Vous vous souvenez la mode des Pin's?

Vous avez eu des collections dont vous n'osez même plus parler aujourd'hui, par honte ou de peur qu'on s'inquiète de votre santé mentale?

Bienvenue au club!

J'ai donc récupéré, dans ma jeunesse (ouuuuh, hein mamie, depuis quand... euh, non, rien, laissez tomber...) chaque carton qui se trouvait dans les plaquettes de chocolat avec les zolies zimages d'animaux.


J'ai commencé (mais à peine, même ça, je ne vais pas au bout) une collection de Pin's.


Collectionné longtemps les cartes postales avec des chats dessus... (Ouais, bon, ça va, hein!!! Vous avez fini de vous moquer?!! Sont mignons, non?!!)

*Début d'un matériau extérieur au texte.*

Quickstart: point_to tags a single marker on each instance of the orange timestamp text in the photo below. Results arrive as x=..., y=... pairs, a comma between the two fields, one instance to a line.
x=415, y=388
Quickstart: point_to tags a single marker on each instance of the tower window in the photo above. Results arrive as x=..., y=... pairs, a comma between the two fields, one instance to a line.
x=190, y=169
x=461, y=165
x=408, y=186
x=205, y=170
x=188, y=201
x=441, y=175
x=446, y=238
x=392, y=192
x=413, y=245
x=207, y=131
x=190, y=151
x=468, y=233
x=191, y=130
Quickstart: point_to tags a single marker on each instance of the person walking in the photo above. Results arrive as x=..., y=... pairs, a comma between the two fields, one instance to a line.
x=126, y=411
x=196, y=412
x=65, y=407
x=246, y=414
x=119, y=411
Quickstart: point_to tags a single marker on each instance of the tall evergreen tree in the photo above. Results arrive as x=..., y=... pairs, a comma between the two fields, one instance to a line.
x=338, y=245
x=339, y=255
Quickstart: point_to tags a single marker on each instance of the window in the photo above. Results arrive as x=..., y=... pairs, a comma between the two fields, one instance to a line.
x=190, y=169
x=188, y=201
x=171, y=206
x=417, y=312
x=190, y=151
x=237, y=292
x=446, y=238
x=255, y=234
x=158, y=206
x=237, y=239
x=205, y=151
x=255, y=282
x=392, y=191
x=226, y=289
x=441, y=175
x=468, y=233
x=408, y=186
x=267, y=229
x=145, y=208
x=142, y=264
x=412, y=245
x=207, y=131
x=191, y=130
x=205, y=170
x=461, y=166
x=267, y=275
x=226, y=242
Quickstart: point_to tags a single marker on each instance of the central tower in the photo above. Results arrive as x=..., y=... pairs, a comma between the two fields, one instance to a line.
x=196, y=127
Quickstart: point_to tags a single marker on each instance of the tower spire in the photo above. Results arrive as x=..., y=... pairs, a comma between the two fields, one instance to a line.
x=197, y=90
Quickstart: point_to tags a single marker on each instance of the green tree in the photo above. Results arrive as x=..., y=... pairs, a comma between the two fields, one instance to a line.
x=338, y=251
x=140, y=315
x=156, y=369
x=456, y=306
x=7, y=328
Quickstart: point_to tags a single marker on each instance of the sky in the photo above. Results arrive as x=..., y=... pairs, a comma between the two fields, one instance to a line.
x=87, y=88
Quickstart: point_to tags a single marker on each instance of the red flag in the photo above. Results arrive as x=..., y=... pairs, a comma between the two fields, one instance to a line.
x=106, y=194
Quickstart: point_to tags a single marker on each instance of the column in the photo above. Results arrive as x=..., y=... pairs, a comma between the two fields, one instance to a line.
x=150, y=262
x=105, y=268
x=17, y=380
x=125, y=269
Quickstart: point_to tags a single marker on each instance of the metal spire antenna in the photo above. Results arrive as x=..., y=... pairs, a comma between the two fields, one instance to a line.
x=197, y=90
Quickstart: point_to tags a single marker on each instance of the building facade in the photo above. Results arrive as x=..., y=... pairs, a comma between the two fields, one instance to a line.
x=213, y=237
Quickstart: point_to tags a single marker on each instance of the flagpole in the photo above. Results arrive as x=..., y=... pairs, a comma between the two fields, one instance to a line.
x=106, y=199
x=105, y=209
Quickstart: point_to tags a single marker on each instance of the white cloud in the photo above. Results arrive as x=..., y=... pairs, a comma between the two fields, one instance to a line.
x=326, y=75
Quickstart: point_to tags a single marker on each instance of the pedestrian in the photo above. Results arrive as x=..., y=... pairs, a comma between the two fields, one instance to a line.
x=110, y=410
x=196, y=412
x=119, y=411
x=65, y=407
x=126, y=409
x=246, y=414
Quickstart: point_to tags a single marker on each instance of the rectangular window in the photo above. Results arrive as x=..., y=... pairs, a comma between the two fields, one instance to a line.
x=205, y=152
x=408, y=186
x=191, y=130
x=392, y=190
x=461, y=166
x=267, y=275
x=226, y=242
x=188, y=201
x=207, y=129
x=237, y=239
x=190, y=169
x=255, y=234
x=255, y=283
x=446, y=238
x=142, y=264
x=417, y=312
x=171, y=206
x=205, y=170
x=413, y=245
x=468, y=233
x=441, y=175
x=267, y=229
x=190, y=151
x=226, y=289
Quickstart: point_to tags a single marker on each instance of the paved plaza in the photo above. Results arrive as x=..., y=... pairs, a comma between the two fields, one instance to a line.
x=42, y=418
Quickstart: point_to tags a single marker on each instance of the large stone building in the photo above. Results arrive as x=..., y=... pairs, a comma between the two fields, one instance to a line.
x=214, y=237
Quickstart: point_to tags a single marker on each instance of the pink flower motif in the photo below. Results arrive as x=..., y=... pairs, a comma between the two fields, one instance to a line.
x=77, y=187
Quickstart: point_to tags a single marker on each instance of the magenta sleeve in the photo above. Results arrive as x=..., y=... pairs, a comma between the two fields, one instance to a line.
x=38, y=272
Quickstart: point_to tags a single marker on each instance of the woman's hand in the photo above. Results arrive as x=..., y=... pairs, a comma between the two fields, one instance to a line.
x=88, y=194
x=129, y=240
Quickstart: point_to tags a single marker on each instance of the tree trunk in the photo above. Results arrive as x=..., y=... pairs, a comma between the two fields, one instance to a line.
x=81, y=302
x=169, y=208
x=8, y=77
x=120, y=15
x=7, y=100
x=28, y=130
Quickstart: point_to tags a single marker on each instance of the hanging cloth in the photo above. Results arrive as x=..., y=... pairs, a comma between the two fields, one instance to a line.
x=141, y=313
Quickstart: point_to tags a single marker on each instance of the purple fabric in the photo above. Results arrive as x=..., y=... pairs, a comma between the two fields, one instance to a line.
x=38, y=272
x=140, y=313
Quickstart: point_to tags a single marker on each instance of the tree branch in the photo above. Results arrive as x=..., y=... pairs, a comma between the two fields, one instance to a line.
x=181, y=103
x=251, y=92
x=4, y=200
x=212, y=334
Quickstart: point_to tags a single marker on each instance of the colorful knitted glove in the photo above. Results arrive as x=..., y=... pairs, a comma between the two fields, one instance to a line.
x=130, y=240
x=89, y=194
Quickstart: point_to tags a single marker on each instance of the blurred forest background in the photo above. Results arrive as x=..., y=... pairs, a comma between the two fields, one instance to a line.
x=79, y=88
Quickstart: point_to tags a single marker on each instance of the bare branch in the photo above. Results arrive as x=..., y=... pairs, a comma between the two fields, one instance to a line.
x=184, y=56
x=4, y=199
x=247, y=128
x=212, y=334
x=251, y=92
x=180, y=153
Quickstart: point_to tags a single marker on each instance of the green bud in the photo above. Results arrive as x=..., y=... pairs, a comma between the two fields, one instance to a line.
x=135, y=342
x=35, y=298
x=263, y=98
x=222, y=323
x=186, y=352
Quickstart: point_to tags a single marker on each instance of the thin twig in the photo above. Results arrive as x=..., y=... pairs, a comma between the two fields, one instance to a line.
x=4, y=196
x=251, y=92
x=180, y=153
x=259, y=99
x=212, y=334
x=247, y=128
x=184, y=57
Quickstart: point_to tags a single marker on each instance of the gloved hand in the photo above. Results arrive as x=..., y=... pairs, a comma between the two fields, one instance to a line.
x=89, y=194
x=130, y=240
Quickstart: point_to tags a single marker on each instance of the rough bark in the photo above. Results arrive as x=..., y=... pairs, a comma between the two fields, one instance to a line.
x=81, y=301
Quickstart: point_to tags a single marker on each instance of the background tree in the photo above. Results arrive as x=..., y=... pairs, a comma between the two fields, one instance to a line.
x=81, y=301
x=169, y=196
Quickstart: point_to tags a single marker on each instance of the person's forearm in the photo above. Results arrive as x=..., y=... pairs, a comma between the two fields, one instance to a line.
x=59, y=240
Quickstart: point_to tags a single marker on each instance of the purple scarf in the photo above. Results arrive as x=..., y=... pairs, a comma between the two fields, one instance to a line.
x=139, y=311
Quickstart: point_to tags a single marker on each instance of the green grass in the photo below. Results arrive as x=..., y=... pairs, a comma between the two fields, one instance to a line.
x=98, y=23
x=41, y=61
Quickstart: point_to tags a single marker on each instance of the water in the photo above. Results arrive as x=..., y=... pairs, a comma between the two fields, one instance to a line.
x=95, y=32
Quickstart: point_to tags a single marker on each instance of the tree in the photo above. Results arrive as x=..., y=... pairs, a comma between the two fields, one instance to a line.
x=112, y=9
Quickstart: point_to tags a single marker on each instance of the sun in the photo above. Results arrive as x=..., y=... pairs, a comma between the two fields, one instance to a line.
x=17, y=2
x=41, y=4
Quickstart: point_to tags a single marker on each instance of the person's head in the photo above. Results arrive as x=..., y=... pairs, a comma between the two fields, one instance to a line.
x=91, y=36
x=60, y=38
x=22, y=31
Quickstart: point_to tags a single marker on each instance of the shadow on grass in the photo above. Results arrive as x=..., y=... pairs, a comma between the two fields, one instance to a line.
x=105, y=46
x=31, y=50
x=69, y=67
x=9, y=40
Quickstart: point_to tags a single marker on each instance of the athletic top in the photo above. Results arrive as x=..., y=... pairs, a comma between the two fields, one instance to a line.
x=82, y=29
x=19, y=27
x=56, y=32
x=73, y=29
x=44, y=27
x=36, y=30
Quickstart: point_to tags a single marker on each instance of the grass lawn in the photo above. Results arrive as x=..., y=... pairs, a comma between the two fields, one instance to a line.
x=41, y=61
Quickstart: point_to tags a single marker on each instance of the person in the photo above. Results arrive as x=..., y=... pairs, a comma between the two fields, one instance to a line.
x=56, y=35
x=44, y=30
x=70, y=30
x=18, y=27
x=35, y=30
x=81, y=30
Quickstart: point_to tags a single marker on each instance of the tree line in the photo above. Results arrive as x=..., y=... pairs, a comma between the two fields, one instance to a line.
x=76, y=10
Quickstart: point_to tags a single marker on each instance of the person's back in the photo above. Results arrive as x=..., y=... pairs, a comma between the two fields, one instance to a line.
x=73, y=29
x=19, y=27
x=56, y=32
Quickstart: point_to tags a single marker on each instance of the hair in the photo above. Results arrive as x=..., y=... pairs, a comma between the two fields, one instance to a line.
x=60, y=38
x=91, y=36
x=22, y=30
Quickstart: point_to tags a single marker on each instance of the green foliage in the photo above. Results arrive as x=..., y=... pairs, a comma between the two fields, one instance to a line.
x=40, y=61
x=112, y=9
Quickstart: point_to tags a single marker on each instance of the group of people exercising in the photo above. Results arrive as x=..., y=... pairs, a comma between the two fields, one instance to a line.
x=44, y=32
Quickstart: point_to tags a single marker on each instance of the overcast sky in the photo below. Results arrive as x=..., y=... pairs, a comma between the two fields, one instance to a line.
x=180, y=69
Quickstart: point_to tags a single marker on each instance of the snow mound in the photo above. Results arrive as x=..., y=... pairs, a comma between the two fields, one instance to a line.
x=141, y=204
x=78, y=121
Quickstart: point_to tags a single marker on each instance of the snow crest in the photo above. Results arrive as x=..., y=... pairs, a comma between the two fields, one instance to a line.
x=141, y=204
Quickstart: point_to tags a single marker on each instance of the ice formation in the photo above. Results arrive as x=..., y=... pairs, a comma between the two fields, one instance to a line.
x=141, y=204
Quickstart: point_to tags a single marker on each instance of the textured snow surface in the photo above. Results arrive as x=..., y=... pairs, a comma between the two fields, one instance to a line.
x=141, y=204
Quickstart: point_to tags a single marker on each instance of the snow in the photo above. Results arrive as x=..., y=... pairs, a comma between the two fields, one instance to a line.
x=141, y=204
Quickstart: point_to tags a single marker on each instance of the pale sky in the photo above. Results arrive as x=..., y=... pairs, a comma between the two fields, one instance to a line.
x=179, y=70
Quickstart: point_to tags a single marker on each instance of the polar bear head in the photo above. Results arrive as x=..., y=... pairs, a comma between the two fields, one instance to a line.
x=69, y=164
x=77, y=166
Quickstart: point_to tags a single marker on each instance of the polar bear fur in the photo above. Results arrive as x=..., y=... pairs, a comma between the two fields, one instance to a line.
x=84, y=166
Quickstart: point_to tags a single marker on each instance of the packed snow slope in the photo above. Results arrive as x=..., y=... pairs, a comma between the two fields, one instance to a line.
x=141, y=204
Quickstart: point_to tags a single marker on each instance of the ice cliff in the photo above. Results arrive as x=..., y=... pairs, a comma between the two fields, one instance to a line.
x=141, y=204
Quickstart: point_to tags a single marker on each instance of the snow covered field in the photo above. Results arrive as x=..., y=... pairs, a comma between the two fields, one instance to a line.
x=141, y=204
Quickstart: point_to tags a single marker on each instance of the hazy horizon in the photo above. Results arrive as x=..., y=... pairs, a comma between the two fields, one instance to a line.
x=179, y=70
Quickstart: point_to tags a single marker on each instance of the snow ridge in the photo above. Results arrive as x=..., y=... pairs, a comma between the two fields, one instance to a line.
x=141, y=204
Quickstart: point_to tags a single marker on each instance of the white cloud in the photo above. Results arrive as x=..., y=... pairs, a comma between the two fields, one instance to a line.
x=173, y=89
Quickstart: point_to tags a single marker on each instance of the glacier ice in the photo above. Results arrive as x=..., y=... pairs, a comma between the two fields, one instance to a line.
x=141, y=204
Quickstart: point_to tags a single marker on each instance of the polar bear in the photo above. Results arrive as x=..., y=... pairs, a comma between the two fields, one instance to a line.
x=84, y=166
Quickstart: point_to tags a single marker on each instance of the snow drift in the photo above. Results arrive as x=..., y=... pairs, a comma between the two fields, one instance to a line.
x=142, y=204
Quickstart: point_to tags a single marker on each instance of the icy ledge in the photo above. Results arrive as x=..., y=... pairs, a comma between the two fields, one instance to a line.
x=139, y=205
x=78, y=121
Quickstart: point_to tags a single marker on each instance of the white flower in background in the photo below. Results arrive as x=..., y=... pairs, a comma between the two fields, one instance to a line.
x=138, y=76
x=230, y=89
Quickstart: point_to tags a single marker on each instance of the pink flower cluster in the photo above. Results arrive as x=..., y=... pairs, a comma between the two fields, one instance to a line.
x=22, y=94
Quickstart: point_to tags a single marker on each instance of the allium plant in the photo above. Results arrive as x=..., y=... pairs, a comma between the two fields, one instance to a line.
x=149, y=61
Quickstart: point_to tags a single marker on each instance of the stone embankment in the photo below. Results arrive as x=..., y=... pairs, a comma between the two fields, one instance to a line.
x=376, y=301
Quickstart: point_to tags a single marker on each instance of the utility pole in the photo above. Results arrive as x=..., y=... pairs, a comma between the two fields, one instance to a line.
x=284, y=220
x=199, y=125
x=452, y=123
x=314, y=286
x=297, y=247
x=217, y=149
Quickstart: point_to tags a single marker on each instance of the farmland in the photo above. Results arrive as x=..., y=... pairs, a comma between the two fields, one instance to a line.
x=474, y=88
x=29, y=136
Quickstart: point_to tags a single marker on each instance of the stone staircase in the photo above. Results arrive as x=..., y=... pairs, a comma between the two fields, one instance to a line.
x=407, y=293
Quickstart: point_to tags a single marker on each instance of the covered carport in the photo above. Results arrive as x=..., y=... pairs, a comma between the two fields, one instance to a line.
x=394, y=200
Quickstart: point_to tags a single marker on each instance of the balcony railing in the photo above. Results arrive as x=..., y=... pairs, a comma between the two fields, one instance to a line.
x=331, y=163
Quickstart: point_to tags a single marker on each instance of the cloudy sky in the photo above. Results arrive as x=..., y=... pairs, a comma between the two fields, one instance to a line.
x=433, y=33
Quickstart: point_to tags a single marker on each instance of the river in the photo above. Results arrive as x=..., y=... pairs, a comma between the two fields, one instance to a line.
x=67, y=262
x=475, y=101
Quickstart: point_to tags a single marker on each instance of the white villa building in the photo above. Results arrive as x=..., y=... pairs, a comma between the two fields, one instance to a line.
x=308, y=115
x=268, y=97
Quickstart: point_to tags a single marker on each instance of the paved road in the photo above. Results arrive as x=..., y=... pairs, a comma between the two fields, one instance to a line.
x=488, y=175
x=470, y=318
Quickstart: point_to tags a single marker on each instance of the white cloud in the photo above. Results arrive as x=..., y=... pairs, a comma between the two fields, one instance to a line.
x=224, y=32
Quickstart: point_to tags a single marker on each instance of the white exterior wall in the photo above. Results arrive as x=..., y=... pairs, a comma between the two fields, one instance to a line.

Et eu une période où j'aimais bien les couteaux, plutôt en porte-clefs (là, je ne m'explique vraiment pas, trouillarde et malhabile comme je suis avec ces instruments...) : cran d'arrêt, opinel, couteau de Thiers, couteau suisse... Ouep, j'me pose des questions, moi-aussi : comment je n'ai pas fini chez le psy?


     Vous voulez que je vous dise, le pire, dans tout ça... c'est que j'ai tout gardé!!! Et je ne vous parle pas des nombreuses peluches et des bibelots divers, et parfois immondes, amassés en 30 ans, et dont je dois absolument faire le tri (un slogan pour encourager au tri sélectif : le tri, ça change la vie! (ben quoi? je n'ai pas dit que c'était un BON slogan...). J'peux pas jeteeeeeeer!!! Qui n'en veut? Un bon geste, adoptez une peluche, une tirelire ou une collection merdique...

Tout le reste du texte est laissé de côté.